Ibuprofen cuts risk of Parkinson’s disease
New research suggests people who take the commonly used painkiller ‘ibuprofen’ on a regular basis may have a lower risk of developing Parkinson’s disease.
In a study of over 135,000 men and women US researchers at the Harvard School of Public Health found that those who took ibuprofen two or three times a week reduced their risk of Parkinson’s disease by more than a third compared to those who regularly used aspirin, acetaminophen, or other NSAIDs over the long-term to help manage painful conditions such as arthritis.
For some time now scientists have suspected that inflammation plays a role in the development of Parkinson’s disease and that anti-inflammatory drugs might be of benefit but it was unclear which drugs in the family of ‘non-steroidal anti-inflammatory drugs’ (NSAIDs) conferred benefit.
This new study published in Neurology suggests it is ibuprofen alone.
Ibuprofen is not without side effects, such as gastrointestinal bleeding, and it is too early to say whether the benefits of taking the drug outweigh the risks. We also do not know which groups of people would benefit most, at what point in their lives, and what other factors are at play.

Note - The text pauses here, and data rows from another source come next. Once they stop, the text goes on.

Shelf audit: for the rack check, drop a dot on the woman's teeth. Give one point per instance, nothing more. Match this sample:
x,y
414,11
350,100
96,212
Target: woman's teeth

There is no cure for Parkinson’s disease, so the possibility that ibuprofen, an existing and relatively non-toxic drug, could help protect against the disease offers hope for patients.
Importantly, these findings offer research opportunities to explore the role of ibuprofen and other NSAIDs in the prevention and treatment of Parkinson’s disease but also in a host of other incurable brain diseases such as progressive supranuclear palsy, cortico-basal degeneration, multiple system atrophy and the dementias, where the body’s inflammatory response may also be implicated in the death of nerve cells in the brain.